Visualising F1 Timing Sheet Data

Putting together a couple of tricks from recent posts (Visualising Vodafone Mclaren F1 Telemetry Data in Gephi and PDF Data Liberation: Formula One Press Release Timing Sheets), I thought I’d have a little play with the timing sheet data in Gephi…

The representations I have used to date are graph based, with each node corresponding a particular lap performance by a particular driver, and edges connecting consecutive laps.

**If you want to play along, you’ll need to download Gephi and this data file: F1 timing, Malaysia 2011 (NB it’s not throughly checked… glitches may have got through in the scraping process:-(**

The nodes carry the following data, as specified using the GDF format:

  • name VARCHAR: the ID of each node, given as driverNumber_lapNumber (e.g. 12_43)
  • label VARCHAR: the name of the driver (e.g. S. VETTEL
  • driverID INT: the driver number (e.g. 7)
  • driverNum VARCHAR: an ID for the driver of the lap (e.g. driver_12
  • team VARCHAR: the team name (e.g. Vodafone McLaren Mercedes)
  • lap INT: the lap number (e.g. 41)
  • pos INT: the position at the end of the lap (e.g. 5)
  • pitHistory INT: the number of pitstops to date (e.g. 2)
  • pitStopThisLap DOUBLE: the duration of any pitstop this lap, else 0 (e.g. 12.321)
  • laptime DOUBLE: the laptime, in seconds (e.g. 72.125)
  • lapdelta DOUBLE: the difference between the current laptime and the previous laptime (e.g. 1.327)
  • elapsedTime DOUBLE: the summed laptime to date (e.g. 1839.021)
  • elapsedTimeHun DOUBLE: the elapsed time divided by a hundred (e.g. )

Using the geolayout with an equirectangular (presumably this means Cartesian?) layout, we can generate a range of charts simply by selecting suitable co-ordinate dimensions. For example, if we select the laptime as the y (“latitude”) co-ordinate and x (“longitude”) as the lap, filtering out the nodes with a null laptime value, we can generate a graph of the form:

We can then tweak this a little – e.g. colour the nodes by driver (using a Partition based coluring), and edges according to node, resize the nodes to show the number of pit stops to date, and then filter to compare just a couple of drivers :

This sort of lap time comparison is all very well, but it doesn’t necessarily tell us relative track positions. If we size the nodes non-linearly according to position, with a larger size for the “smaller” numerical position (so first is less than second, and hence first is sized larger than second), we can see whether the relative positions change (in this case, they don’t…)

Another sort of chart we might generate will be familiar to many race fans, with a tweak – simply plot position against lap, colour according to driver, and then size the nodes according to lap time:

Again, filtering is trivial:

If we plot the elapsed time against lap, we get a view of separations (deltas between cars are available in the media centre reports, but I haven’t used this data yet…):

In this example, lap time flows up the graph, elapsed time increases left to right. Nodes are coloured by driver, and sized according to postion. If a driver has a hight lap count and lower total elapsed time than a driver on the previous lap, then it’s lapped that car… Within a lap, we also see the separation of the various cars. (This difference should be the same as the deltas that are available via FIA press releases.)

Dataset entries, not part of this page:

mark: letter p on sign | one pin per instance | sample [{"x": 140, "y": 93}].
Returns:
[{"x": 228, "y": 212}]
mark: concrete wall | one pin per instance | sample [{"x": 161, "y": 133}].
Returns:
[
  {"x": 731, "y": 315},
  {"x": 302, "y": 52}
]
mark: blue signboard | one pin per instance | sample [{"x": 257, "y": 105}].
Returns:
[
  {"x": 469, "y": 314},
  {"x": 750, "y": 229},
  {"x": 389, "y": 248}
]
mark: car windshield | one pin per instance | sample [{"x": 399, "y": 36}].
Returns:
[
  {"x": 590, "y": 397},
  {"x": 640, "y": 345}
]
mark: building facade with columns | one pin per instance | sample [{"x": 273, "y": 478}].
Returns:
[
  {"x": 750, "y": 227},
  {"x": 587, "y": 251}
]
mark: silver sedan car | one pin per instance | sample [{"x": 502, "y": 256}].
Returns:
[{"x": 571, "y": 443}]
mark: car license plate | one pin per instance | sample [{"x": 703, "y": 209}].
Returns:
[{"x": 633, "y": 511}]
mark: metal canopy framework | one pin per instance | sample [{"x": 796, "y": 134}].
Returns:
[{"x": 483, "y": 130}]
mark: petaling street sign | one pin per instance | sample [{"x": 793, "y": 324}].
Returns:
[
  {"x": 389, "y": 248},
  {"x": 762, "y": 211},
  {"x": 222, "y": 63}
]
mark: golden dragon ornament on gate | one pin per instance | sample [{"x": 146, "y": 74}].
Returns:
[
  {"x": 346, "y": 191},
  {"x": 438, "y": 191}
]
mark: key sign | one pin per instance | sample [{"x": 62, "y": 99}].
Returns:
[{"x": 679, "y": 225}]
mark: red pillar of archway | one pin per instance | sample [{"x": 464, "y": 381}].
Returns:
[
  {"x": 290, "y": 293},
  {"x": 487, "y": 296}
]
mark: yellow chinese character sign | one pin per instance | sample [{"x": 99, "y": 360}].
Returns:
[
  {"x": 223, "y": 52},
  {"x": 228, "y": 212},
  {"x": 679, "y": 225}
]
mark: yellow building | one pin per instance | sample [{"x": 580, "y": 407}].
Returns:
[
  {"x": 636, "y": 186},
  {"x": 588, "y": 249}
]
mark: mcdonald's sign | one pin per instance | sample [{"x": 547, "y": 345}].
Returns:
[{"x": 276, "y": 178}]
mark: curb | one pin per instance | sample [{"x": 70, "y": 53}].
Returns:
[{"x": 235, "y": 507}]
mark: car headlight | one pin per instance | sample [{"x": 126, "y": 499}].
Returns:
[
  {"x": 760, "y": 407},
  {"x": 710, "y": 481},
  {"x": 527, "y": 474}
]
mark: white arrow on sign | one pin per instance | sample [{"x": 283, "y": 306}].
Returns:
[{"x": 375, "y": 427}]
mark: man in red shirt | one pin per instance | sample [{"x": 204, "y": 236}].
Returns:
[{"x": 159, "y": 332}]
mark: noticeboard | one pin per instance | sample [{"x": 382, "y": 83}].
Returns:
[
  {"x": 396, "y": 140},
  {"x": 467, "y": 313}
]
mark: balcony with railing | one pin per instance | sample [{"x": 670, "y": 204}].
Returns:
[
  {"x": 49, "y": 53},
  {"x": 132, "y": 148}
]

If we zoom into a lap, we can better see the separation between cars. (Using the data I have, I’m hoping I haven’t introduced any systematic errors arising from essentially dead reckoning the deltas between cars…)

Also note that where lines between two laps cross, we have a change of position between laps.

[ADDED] Here’s another view, plotting elapsed time against itself to see where folk are on the track-as-laptime:

Okay, that’s enough from me for now.. Here’s something far more beautiful from @bencc/Ben Charlton that was built on top of the McLaren data…

First up, a 3D rendering of the lap data:

And then a rather nice lap-by-lap visualisation:

So come on F1 teams – give us some higher resolution data to play with and let’s see what we can really do… ;-)

PS I see that Joe Saward is a keen user of Lap charts…. That reminds me of an idea for an app I meant to do for race days that makes grabbing position data as cars complete a lap as simple as clicking…;-) Hmmm….

PPS for another take of visualising the timing data/timing stats, see Keith Collantine/F1Fanatic’s Malaysia summary post.

Visualising Vodafone Mclaren F1 Telemetry Data in Gephi

Last year, I popped up an occasional series of posts visualising captures of the telemetry data that was being streamed by the Vodoafone McLaren F1 team (F1 Data Junkie).

I’m not sure what I’m going to do with the data this year, but being a lazy sort, it struck me that I should be able to visualise the data using Gephi (using in particular the geo layout that lets you specify which node attributes should be used as x and y co-ordinates when placing the nodes.

Taking a race worth of data, and visualising each node as follows (size as throttle value, colour as brake) we get something like this:

(Note that the resolution of the data is 1Hz, which explains the gaps…)

It’s possible to filter the data to show only a lap’s worth:

We could also filter out the data to only show points where the throttle value is above a certain value, or the lateral acceleration (“G-force”) and so on… or a combination of things (points where throttle and brake are applied, for example). I’ll maybe post examples of these using data from this year’s races…. err..?;-)

For now though, here’s a little video tour of Gephi in action on the data:

What I’d like to be able to do is animate this so I could look at each lap in turn, or maybe even animate an onion skin of the “current” point and a couple of previous ones) but that’s a bit beyond me… (for now….?!;-) If you know how, maybe we should talk?!:-)

[Thanks to McLaren F1 for streaming this data. Data was captured from the McLaren F1 website in 2010. I believe the speed, throttle and brake data were sponsored by Vodafone.]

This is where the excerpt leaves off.